Tra i tre anni con prospetto di progresso nei handicap spiccano Return Of The Gods, Go Rimbaud e Joulany. Return Of The Gods, figlio di un sangue Showcasing e parente di giovani sprinter in forma, inizierà da un rating pediatrico (77) che pare contenuto rispetto a ciò che ha mostrato su fondo veloce: la sua irruenza giovanile nasconde potenzialità di salita in classifica sotto la guida di Ed Bethell, noto per far progredire i suoi handicapper. Go Rimbaud, allevato dai Gosden e figlio di Palace Pier, ha messo in mostra qualità sulle miglia nelle sue apparizioni e con un rating intorno a 82 potrebbe diventare un elemento ricercato per meeting come l’Esher Cup a Sandown.

Profilo e tattica

Joulany, invece, è un progetto da medio-piccoli palcoscenici di distanza: figlio di Sea The Stars e legato per affinità a un fratello stimato come Al Aasy, aveva quotazioni importanti da yearling (fino a 800.000 guineas) e le sue prime uscite a due anni non hanno completato il disegno per capirne il pieno valore. Con più distanza e maturità, potrebbe emergere nei middle-distance handicaps come una scelta solida per chi segue le crescite di rating.

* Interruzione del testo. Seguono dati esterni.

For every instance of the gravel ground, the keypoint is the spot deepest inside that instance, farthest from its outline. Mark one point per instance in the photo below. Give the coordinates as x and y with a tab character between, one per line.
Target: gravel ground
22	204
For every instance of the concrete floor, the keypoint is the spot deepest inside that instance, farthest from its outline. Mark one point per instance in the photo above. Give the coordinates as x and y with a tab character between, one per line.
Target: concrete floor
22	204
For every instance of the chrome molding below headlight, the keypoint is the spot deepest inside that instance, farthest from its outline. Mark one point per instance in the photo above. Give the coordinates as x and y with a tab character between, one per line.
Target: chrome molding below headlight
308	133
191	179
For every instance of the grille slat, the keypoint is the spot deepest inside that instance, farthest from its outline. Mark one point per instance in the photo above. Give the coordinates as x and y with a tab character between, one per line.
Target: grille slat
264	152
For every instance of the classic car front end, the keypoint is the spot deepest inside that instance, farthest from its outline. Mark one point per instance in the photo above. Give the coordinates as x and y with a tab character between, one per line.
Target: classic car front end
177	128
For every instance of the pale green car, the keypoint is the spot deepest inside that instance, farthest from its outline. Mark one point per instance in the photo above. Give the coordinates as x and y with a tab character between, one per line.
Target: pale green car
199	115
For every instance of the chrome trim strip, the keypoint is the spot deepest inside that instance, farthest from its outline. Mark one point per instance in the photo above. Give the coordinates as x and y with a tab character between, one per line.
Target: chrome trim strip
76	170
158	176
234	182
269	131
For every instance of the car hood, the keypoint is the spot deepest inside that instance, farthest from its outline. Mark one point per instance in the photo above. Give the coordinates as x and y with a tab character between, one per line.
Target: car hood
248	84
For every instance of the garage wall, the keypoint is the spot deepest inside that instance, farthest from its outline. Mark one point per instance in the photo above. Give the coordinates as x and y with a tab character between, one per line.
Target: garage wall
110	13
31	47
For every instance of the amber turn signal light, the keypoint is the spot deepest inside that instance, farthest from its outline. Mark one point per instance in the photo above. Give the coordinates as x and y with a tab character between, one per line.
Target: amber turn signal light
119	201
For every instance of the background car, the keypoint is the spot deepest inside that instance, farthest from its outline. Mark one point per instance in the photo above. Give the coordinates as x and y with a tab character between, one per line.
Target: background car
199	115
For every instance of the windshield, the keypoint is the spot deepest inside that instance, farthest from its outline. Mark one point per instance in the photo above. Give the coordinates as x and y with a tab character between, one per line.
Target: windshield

Sprint, switch e wildcards da non perdere

Nel reparto velocità e tra i nomi interessanti per trasformazioni di carriera troviamo Realign, che dopo la castrazione ha mostrato miglioramenti concreti vincendo un buon 0-90 a Haydock; la transizione tra handicap e livello Group sembra alla portata se confermerà la crescita. Raaheeb proviene da una famiglia eccellente che include Hukum e Baaeed e ha lasciato impressioni positive al debutto: la sua genealogia gli assegna un capitale di attesa rilevante. Sul fronte delle femmine, My Ophelia è stata acquistata a prezzi elevati (1,7m guineas) e ha debuttato con autorità su terreno pesante, acquistando subito status di possibile candidata per l’Oaks. Tra gli importati e i cambi di training, Military Air (ex-Juddmonte, figlio di Frankel) arriva con esperienza a livelli Listed e un rating che lascia margini per un rilancio sotto David O’Meara. Chiude la lista il wildcard Montezuma, quattro anni ancora da sbloccare: pagato 55,000 guineas per Jim Goldie, ha mostrato segnali di progresso e potrebbe mettere insieme una serie di sprint vincenti se trova la condizione giusta.

Questa rosa vuole offrire spunti pratici e diversificati: inserire questi nomi nel tuo ATR Tracker aiuta a monitorare progressioni di rating, cambi di programma e target di preparazione come il Nell Gwyn, l’Esher Cup o i grandi meeting di primavera e estate. Seguire la forma, i materiali riportati dai training e le variazioni di quote rimane la chiave per trasformare queste segnalazioni in opportunità concrete durante la stagione flat 2026.